I am running some experiments with DQN, which needs a lot of memory for its replay buffer, and I’d like to schedule multiple experiments on the same Ray cluster. By default, Ray only looks at the number of CPU cores requested when scheduling trials, which leads to it starting more trials than I have memory for. Is there a way to tell Ray how much memory my experiment will use?

I tried setting resources_per_trial={"cpu": 1, "memory": 12000000} in tune.run(), but I am getting the error
Resources for ... have been automatically set to ... by its 'default_resource_request()' method. Please clear the 'resources_per_trial' option.
I take this to mean that you’re not supposed to override the resource request from the RLlib algorithm, but then how do you manage memory for DQN algorithms?

Hi @mgerstgrasser, the “cpu” field is merely a book keeping variable in ray and it doesn’t necessarily mean physical cpus. So by setting it you are defining what fraction of the cluster resources should be allocated to each trial.
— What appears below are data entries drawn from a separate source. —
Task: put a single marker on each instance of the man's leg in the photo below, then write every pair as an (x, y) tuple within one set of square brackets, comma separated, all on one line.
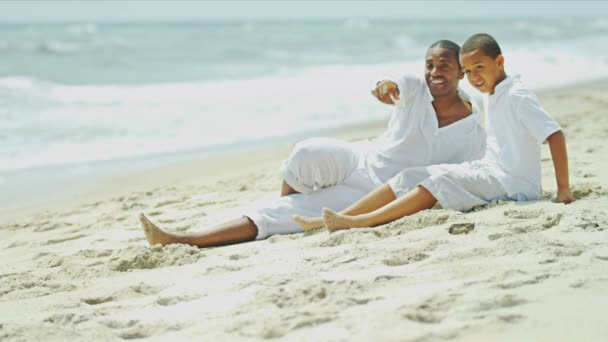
[(378, 198), (287, 190), (231, 232), (414, 201), (317, 163)]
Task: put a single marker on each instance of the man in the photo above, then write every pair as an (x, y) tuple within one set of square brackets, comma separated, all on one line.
[(433, 123)]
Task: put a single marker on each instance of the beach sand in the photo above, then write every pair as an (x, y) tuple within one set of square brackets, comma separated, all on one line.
[(80, 268)]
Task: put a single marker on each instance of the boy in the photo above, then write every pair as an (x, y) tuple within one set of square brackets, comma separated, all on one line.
[(510, 169)]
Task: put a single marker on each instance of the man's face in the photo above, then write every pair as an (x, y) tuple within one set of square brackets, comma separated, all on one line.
[(441, 72), (483, 71)]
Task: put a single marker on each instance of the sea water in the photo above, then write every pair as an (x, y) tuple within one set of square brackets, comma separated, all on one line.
[(78, 100)]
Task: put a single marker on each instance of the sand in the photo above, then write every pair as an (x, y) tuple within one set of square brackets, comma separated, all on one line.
[(81, 269)]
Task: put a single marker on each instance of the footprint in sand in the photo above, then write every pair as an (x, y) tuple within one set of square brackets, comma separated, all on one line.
[(461, 228), (431, 310), (139, 290), (584, 190), (138, 257), (400, 260), (522, 214), (506, 301)]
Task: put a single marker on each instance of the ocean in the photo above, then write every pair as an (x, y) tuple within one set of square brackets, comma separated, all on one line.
[(85, 100)]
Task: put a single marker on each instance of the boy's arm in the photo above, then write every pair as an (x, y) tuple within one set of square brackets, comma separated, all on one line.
[(559, 154)]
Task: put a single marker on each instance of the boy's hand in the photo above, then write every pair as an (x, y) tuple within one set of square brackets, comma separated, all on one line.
[(387, 92), (564, 196)]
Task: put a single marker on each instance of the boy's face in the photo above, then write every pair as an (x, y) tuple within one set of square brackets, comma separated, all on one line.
[(442, 73), (483, 72)]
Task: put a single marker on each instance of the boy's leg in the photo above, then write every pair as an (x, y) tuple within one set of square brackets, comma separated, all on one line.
[(414, 201), (231, 232)]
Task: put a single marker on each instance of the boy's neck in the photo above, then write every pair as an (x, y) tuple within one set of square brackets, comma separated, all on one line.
[(501, 77)]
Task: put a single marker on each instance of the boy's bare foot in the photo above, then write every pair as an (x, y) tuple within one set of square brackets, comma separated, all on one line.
[(154, 235), (308, 223), (335, 221)]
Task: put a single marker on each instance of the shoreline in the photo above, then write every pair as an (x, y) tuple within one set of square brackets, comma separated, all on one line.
[(149, 171), (82, 269)]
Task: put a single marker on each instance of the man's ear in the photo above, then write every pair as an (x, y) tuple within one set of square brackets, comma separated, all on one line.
[(500, 61)]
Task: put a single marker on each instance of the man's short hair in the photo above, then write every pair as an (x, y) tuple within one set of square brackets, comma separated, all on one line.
[(483, 42), (450, 45)]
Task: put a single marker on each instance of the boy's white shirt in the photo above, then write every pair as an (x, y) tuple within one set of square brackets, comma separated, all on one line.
[(517, 125), (414, 123)]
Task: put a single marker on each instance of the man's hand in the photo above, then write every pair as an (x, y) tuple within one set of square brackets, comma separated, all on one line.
[(385, 90), (564, 196)]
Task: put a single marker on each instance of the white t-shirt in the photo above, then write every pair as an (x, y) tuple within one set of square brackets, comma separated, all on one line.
[(517, 125), (413, 137)]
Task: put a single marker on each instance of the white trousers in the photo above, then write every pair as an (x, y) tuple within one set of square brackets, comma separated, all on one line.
[(327, 172), (455, 186)]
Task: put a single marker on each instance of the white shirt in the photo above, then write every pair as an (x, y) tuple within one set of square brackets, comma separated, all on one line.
[(414, 138), (517, 126)]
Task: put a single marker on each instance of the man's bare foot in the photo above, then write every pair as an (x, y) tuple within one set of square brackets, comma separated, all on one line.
[(308, 223), (154, 235), (335, 221)]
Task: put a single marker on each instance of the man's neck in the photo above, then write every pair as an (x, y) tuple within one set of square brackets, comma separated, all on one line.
[(445, 105)]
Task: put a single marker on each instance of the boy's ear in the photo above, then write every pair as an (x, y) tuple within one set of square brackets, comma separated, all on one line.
[(500, 61)]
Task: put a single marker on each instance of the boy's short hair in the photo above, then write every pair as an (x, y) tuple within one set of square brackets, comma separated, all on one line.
[(450, 45), (483, 42)]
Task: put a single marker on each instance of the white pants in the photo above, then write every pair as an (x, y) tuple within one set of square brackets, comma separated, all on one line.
[(455, 186), (327, 172)]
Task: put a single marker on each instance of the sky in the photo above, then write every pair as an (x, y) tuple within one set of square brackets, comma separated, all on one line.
[(146, 10)]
Having said that what you can do in here is to limit the number of concurrent tune experiments to run to something that you know won’t run out of memory. See https://docs.ray.io/en/latest/ray-air/tuner.html#how-to-specify-parallelism for how to specify max_concurrent_trials.

I have in mind situations where different experiments have different memory requirements. E.g. grid search over different replay buffer sizes, or benchmarking a DQN-style algorithm over different environments (where different observation spaces will lead to different memory requirements even with a fixed replay buffer size). E.g. can I tell Ray “this trial requires 10GB RAM, but this other one requires 200GB RAM”?
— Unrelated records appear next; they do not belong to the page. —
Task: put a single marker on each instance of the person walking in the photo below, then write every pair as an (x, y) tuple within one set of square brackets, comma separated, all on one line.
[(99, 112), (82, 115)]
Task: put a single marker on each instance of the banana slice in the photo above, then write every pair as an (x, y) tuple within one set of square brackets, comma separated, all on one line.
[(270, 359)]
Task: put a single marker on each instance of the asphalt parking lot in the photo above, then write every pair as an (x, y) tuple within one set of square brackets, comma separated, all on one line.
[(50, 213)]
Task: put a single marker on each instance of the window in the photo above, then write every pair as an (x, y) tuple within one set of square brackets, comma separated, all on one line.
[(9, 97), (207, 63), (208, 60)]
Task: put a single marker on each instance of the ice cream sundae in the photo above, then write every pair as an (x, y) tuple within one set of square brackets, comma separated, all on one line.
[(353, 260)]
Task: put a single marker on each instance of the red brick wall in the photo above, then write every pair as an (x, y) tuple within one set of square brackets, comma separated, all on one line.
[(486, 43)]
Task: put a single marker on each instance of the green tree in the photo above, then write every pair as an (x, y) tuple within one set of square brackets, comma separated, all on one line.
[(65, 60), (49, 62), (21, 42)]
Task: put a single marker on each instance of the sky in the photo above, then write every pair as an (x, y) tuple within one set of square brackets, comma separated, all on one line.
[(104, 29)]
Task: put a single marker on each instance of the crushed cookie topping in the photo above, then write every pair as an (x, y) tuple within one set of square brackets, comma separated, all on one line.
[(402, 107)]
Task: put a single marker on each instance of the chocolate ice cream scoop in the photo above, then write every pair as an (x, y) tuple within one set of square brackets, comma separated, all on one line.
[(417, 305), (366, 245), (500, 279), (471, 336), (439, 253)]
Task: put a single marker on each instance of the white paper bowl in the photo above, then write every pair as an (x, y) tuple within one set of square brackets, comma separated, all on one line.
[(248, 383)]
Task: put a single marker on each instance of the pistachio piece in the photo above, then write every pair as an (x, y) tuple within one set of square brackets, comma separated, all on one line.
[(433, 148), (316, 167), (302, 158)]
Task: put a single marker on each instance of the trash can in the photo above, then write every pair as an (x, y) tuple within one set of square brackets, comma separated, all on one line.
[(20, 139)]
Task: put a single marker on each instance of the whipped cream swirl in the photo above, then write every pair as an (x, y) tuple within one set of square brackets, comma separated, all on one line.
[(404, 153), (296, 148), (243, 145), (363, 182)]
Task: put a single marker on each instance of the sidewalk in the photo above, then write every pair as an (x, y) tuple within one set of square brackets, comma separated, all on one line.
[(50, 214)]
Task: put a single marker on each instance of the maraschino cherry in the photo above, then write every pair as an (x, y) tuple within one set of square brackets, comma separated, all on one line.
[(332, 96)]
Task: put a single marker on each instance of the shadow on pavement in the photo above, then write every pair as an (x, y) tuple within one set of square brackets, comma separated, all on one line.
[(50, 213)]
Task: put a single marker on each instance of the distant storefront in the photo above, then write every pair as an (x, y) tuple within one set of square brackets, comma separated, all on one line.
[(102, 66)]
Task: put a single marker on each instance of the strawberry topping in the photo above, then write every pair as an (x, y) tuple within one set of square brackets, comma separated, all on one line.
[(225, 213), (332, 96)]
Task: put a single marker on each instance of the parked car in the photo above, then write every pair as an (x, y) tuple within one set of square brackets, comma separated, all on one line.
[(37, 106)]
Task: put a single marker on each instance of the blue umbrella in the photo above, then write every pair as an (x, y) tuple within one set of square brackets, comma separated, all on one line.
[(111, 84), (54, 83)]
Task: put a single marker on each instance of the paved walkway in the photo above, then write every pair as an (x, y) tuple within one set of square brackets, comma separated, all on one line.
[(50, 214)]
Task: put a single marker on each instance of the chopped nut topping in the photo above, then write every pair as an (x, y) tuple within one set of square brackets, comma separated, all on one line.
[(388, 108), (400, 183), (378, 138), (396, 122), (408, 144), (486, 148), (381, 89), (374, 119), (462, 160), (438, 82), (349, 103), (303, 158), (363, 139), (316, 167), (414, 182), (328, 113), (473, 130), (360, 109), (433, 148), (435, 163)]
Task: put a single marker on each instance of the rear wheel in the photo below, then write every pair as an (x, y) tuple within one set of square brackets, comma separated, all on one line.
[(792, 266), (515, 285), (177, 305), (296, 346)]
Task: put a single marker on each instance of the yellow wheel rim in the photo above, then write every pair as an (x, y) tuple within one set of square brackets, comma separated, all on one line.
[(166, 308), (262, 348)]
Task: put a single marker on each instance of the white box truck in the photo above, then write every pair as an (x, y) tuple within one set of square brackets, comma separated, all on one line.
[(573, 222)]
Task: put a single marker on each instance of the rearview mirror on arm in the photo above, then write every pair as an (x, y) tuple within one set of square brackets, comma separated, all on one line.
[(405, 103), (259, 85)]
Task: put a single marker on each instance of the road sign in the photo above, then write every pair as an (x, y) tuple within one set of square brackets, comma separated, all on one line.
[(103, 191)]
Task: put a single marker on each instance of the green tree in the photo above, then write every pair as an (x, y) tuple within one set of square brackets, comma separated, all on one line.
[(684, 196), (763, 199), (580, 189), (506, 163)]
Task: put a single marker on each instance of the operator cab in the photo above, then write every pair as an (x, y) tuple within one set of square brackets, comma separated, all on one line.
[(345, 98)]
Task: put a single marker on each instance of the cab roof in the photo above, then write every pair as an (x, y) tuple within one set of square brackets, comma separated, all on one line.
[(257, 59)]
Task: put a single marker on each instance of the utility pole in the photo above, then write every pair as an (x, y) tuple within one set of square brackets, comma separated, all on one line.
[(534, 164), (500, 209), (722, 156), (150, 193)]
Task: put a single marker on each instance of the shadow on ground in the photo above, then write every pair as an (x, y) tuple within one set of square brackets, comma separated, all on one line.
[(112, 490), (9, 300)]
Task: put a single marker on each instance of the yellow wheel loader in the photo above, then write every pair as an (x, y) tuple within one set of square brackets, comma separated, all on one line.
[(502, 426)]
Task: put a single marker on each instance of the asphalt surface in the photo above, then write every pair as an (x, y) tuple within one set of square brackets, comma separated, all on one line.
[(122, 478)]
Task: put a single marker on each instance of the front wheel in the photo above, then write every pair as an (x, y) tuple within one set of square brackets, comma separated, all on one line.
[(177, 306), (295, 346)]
So I know that each tune Trainer can define the resources that it wants and inform tune about its requirements. In RLlib this is implemented in default_resource_request() of tune Trainable. The resource requirements specification should be in form of the number of CPUS / GPUS that a trial would need. We currently don’t have resource reservation as a function of the stuff you mentioned (i.e. replay buffers, observation size). Maybe you can inherit the Algorithm that you want and override the default_resource requirements as you see fit?